The traditional Palestinian dress, or thoub, is notable for its exceptional embroidered designs, which appear in panels on the chest, sides, sleeves, and at the hem. The block of embroidery on the chest is the main attraction of these dresses, and it is said to protect the wearer from evil, bad lack, and poor health. The thoub is made by stitching each panel individually first, and then sewing them all together into the final product.
Also notable for the fact that it mainly uses just one stitch, Palestinian embroidery is differentiated by its pattern, and patterns vary by region. In other words, a pattern from Bethlehem differs from that of Jerusalem and Gaza, and so on. Therefore, the home town of a Palestinian woman could be identified simply by the pattern on her dress. Commonly, the patterns are geometrical, but they may also include images such as flowers, trees, or houses, among others.
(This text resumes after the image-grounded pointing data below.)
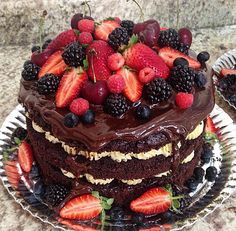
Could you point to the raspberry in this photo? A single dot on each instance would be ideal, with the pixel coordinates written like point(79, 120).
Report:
point(184, 100)
point(86, 25)
point(115, 61)
point(85, 38)
point(116, 83)
point(146, 75)
point(79, 106)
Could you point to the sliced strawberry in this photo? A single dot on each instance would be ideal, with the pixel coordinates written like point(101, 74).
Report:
point(84, 207)
point(133, 87)
point(169, 55)
point(226, 71)
point(25, 156)
point(154, 201)
point(55, 65)
point(69, 87)
point(103, 30)
point(12, 173)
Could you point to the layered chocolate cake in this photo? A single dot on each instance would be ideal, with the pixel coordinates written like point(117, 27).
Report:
point(116, 107)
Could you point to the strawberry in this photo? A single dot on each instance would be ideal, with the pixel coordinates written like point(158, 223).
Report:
point(25, 156)
point(83, 207)
point(12, 173)
point(54, 65)
point(69, 87)
point(140, 56)
point(98, 53)
point(226, 71)
point(62, 40)
point(133, 88)
point(169, 55)
point(103, 30)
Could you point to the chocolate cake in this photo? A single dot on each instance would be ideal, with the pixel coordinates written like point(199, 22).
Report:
point(113, 109)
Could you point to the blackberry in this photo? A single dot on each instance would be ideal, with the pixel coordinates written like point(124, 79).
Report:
point(74, 55)
point(55, 194)
point(181, 79)
point(30, 72)
point(48, 84)
point(115, 105)
point(158, 90)
point(128, 25)
point(169, 38)
point(118, 37)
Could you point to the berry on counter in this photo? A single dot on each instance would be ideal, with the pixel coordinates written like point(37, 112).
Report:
point(30, 72)
point(48, 84)
point(71, 120)
point(211, 173)
point(79, 106)
point(115, 61)
point(115, 105)
point(143, 112)
point(74, 55)
point(146, 75)
point(157, 91)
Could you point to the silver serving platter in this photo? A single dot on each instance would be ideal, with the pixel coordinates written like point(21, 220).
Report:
point(207, 197)
point(227, 60)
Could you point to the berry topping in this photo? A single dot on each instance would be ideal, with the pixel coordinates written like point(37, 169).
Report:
point(25, 156)
point(86, 25)
point(95, 93)
point(55, 194)
point(115, 105)
point(181, 79)
point(118, 37)
point(88, 117)
point(116, 83)
point(169, 55)
point(133, 88)
point(103, 30)
point(115, 61)
point(211, 173)
point(70, 86)
point(74, 55)
point(71, 120)
point(54, 65)
point(140, 56)
point(79, 106)
point(48, 84)
point(203, 56)
point(85, 38)
point(146, 75)
point(143, 112)
point(30, 72)
point(157, 91)
point(128, 25)
point(184, 100)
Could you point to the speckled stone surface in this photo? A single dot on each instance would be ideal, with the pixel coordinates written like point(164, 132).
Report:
point(19, 19)
point(216, 41)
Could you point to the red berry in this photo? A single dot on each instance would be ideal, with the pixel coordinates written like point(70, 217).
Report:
point(146, 75)
point(79, 106)
point(85, 38)
point(86, 25)
point(184, 100)
point(116, 83)
point(115, 61)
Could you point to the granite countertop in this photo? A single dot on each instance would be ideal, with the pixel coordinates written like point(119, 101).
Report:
point(216, 41)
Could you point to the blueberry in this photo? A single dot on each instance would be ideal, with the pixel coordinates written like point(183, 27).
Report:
point(71, 120)
point(143, 112)
point(181, 62)
point(203, 56)
point(88, 117)
point(211, 173)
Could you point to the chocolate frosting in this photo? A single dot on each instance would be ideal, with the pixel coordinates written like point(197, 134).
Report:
point(166, 118)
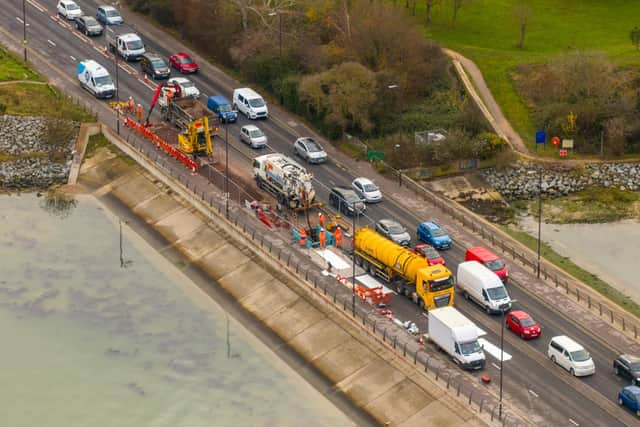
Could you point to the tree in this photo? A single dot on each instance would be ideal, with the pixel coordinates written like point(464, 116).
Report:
point(523, 12)
point(635, 37)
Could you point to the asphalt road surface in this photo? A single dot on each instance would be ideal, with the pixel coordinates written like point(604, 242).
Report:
point(545, 392)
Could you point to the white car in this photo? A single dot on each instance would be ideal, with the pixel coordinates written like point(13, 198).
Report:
point(187, 87)
point(69, 9)
point(253, 136)
point(366, 190)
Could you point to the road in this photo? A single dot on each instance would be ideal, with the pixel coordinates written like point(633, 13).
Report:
point(546, 393)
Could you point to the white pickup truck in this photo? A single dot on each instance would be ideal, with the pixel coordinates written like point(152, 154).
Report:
point(123, 41)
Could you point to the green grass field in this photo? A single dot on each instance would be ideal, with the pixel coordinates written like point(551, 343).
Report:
point(487, 32)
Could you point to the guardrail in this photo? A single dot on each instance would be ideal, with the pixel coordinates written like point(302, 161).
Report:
point(364, 315)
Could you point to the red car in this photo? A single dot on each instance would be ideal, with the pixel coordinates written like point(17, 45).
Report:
point(183, 62)
point(522, 324)
point(432, 256)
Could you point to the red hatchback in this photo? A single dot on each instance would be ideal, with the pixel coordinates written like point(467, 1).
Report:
point(432, 256)
point(183, 62)
point(522, 324)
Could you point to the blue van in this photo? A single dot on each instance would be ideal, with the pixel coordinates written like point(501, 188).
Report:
point(222, 107)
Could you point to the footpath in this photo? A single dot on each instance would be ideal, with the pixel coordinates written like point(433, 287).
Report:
point(365, 369)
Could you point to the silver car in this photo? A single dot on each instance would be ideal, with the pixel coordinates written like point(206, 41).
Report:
point(253, 136)
point(310, 150)
point(394, 231)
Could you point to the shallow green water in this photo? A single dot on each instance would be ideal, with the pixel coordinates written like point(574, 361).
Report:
point(86, 342)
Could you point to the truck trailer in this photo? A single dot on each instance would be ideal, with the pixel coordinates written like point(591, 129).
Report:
point(409, 273)
point(457, 336)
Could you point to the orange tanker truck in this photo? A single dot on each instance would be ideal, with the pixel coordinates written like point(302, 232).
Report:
point(408, 273)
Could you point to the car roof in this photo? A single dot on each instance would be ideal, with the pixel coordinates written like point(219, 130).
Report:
point(568, 344)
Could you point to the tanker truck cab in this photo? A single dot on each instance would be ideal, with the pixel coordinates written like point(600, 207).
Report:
point(96, 79)
point(480, 284)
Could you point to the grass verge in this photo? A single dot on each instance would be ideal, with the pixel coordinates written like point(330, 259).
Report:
point(24, 99)
point(14, 68)
point(576, 271)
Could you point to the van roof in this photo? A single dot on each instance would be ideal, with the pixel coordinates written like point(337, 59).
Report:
point(567, 343)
Like so many other things in Palestine, women’s embroidery has been affected by politics. For example, before 1948, most women who embroidered were from the villages. After 1948, it became a luxury available only to the wealthy. Another politically motivated change to the craft came after 1967, since which time images such as the Palestinian flag, Jerusalem, and the Dome of the Rock began to appear in embroidery.
No less than 500 years old, the art of Palestinian embroidery lives on today. Taking on new meaning, the craft has morphed from one that signified a woman’s village identity to a cultural expression of Palestinian identity. Moreover, today Palestinian women embroider dresses and other articles of clothing or accessories in the traditional style not only in an effort to keep the long-standing tradition alive, but also as a means of economic subsistence. For women facing restriction of movement imposed by the Israeli military, work that can be done in the home is vital, and embroidery fits that bill.
Less popular among women today is the thoub, so the spirit of traditional Palestinian embroidery lives on in contemporary items such as shawls, table cloths, pillow cases, and other household objects, which are often produced by women’s cooperatives, and sold both locally and abroad.